L’altra città del prode (Tonino) Saladino

Di Cominelli Giovanni
10 Novembre 2005

Una caligine densa sembra pervadere l’intera società calabrese. L’assassinio di Fortugno pesa come un cappa sulle assemblee pubbliche e sulle conversazioni private, sugli umori sotterranei di una società attraversata da paure e disperazione rappresa. Sussurri, accuse velate, controaccuse. Intanto, attorno, sui giornali e sulle tv, impazzano i commentatori improvvisati, tutti o quasi imprigionati nel luogocomunismo e nel meridionalismo autoconsolatorio e piagnone.
In queste condizioni è difficile costruire un giudizio. A me sono parse visibili due realtà. Da una parte un arcipelago di iceberg mafiosi, compatti, che tengono insieme economia criminale, lavoro nero e investimenti “legali”, rappresentanze politiche, pezzi dello Stato. Dall’altra parte realtà e lampi di strategie esistenziali, economiche, politiche di resistenza e di alternativa. Opere. Una l’ho intravista direttamente. In mezzo alla campagna verde, devastata da costruzioni industriali, delle quali molte sono puri scheletri di cemento armato, capannoni deserti (vedasi alla voce “Sviluppo (sic!) Italia”), appare una piccola fabbrica di caramelle e di gelatine, che esporta in tutto il mondo i suoi dolci prodotti e che dà lavoro ai giovani. E poi società di servizi, sorte dal nulla, che complessivamente impiegano più di cinquemila giovani.

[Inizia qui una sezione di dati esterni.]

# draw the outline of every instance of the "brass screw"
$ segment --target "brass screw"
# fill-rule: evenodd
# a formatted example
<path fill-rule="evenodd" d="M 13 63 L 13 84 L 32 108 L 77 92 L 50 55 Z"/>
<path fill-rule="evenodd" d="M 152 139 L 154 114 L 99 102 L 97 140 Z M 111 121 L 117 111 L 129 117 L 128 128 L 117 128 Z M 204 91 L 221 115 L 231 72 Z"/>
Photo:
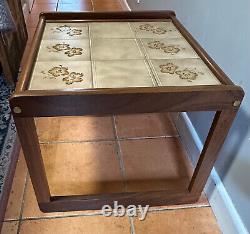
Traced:
<path fill-rule="evenodd" d="M 236 101 L 234 101 L 233 106 L 238 107 L 240 104 L 241 104 L 241 101 L 236 100 Z"/>
<path fill-rule="evenodd" d="M 13 111 L 14 111 L 14 113 L 16 113 L 16 114 L 20 114 L 20 113 L 22 112 L 22 109 L 21 109 L 19 106 L 15 106 L 15 107 L 13 108 Z"/>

Domando a Tonino Saladino, che è il motore (e il consulente) di queste opere: come è possibile? La mafia non chiede nulla? Perché vai in giro con la scorta armata? La risposta illumina più di mille dibattiti: noi abbiamo avuto il coraggio di “essere altro”. Se accetti oggi un piccolo compromesso, domani sarai assorbito e divorato dalla cultura e dalla società mafiosa. Una cultura per cui prima sta l’idea che ciò che conta non è il lavoro, ma il posto; che un piccolo compromesso è pur sempre necessario e saggio; che non bisogna “muoversi troppo”, o “dare fastidio”; che l’aiuto deve venire dallo Stato; che nessuno ha responsabilità personali, perché l’ambiente circostante è soverchiante.

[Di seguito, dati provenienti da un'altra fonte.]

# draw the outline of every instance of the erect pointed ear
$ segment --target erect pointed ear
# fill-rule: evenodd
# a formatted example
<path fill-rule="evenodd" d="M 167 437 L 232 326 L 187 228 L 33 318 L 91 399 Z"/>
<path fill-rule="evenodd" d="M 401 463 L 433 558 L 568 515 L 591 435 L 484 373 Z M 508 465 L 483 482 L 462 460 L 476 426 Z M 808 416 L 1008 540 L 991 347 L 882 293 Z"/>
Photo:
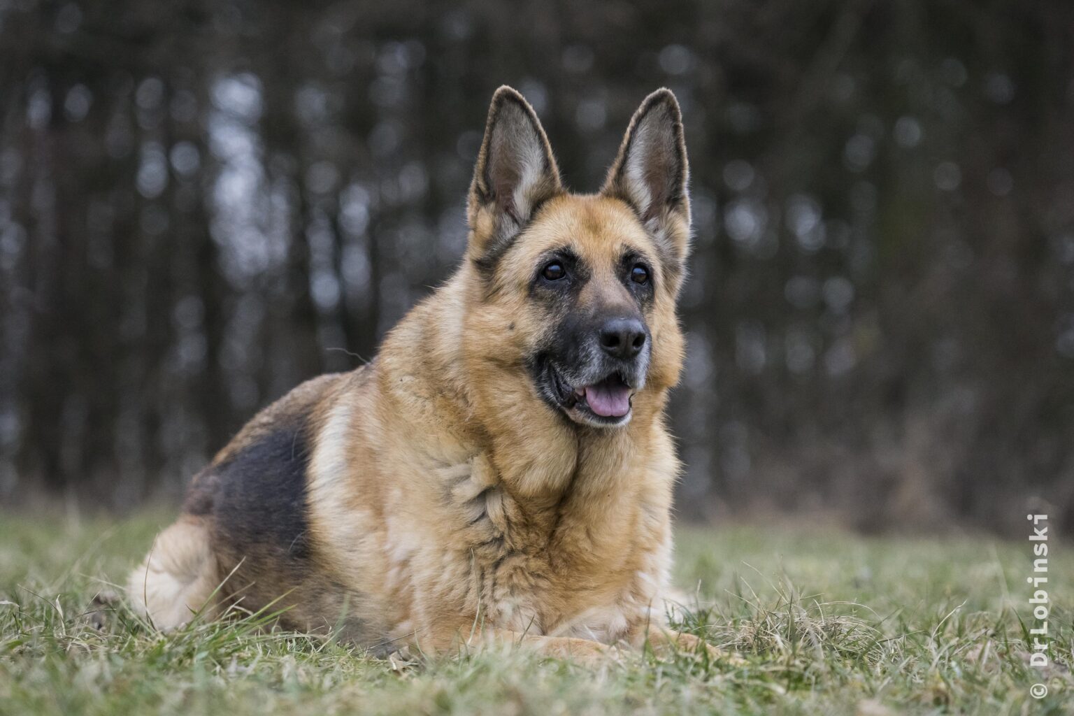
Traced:
<path fill-rule="evenodd" d="M 629 204 L 681 262 L 690 247 L 688 180 L 679 102 L 658 89 L 634 113 L 600 191 Z"/>
<path fill-rule="evenodd" d="M 467 207 L 475 258 L 504 249 L 535 209 L 562 193 L 560 170 L 537 114 L 506 85 L 492 96 Z"/>

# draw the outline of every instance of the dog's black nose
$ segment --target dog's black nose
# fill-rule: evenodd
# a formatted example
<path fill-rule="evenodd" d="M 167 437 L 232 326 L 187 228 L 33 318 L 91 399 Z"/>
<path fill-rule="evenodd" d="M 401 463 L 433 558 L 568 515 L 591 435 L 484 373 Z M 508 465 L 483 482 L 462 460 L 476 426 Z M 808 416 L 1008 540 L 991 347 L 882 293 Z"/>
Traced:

Saladino non è un filosofo della politica, è “solo” un piccolo (?) imprenditore. Ma parte da un’idea del tutto alternativa e controcorrente: che ciascuno si deve assumere rischi e responsabilità; che occorre costruire compagnia, perché nessuno ce la fa da solo; che occorre dare fiducia alla capacità del cuore umano di cambiare sé e il mondo; che l’educazione alla legalità non si compie non attraverso dispendiose campagne nazionali o regionali, ma con l’esempio e i comportamenti; che l’etica nelle scuole non la si insegna come la matematica, con lezioni frontali sui valori della Costituzione. No! L’etica pubblica si diffonde nella pratica del rispetto rigoroso delle regole. Se uno ha un’idea la deve far vedere: le opere sono il segno sensibile ed efficace di quell’idea. La speranza, per Saladino, è più forte di ogni declino, che pure è una tendenza reale. Dette quassù, appaiono parole intrise di retorica e di buonismo. Ma prova a dirle e a praticarle in Calabria, con la scorta al seguito! Sì, anche in Calabria ci sono “due città” in lotta.